Welche Arten von Plagiaten gibt es?

In der Wissenschaft unterscheidet man verschiedene Plagiatsformen – vom Vollplagiat bis zur Alibi-Fußnote. Hier die 8 wichtigsten Arten mit konkreten Beispielen:

1. Vollplagiat (Textplagiat / Komplettplagiat)

Definition: Bei einem Vollplagiat werden ganze Texte und Abschnitte aus einer Quelle übernommen und stehen ohne Quellenangabe. Wenn eine komplette wissenschaftliche Arbeit (zum Beispiel eine fremde Masterarbeit) als eigene Leistung ausgegeben wird, handelt es sich um ein Vollplagiat.

Vier Varianten des Vollplagiats:

  1. Die ganze kopierte Textstelle wird nicht als Zitat kenntlich gemacht.

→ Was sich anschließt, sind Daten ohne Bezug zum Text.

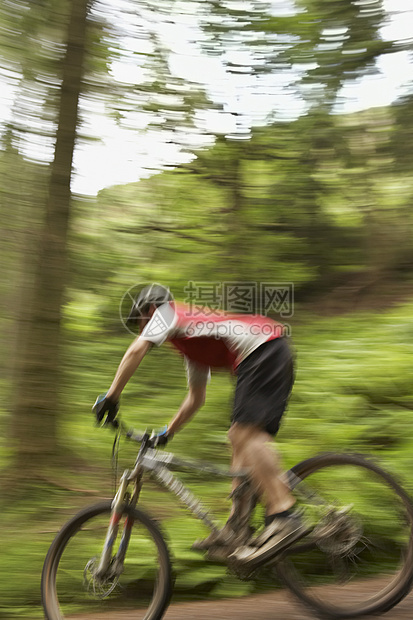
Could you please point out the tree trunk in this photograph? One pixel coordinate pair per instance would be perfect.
(36, 408)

Zudem gibt es keine Fußnote zur Quelle oder Quellenangabe im Literaturverzeichnis.
  2. Die Quelle des Zitates wird in einer Fußnote angegeben, auf die jedoch nicht hinter dem Zitat verwiesen wird. Zudem ist das Zitat nicht durch Anführungszeichen gekennzeichnet.
  3. Die Quelle wird im Literaturverzeichnis angegeben, jedoch fehlt eine Fußnote bzw. der Verweis direkt hinter dem Zitat.
  4. Es wurde eine Textstelle ohne Kenntlichmachung der Quelle in eine wissenschaftliche Arbeit eingefügt und ausdrücklich versichert, dass es sich um die eigene Arbeit handelt und alle Zitate ausgewiesen wurden.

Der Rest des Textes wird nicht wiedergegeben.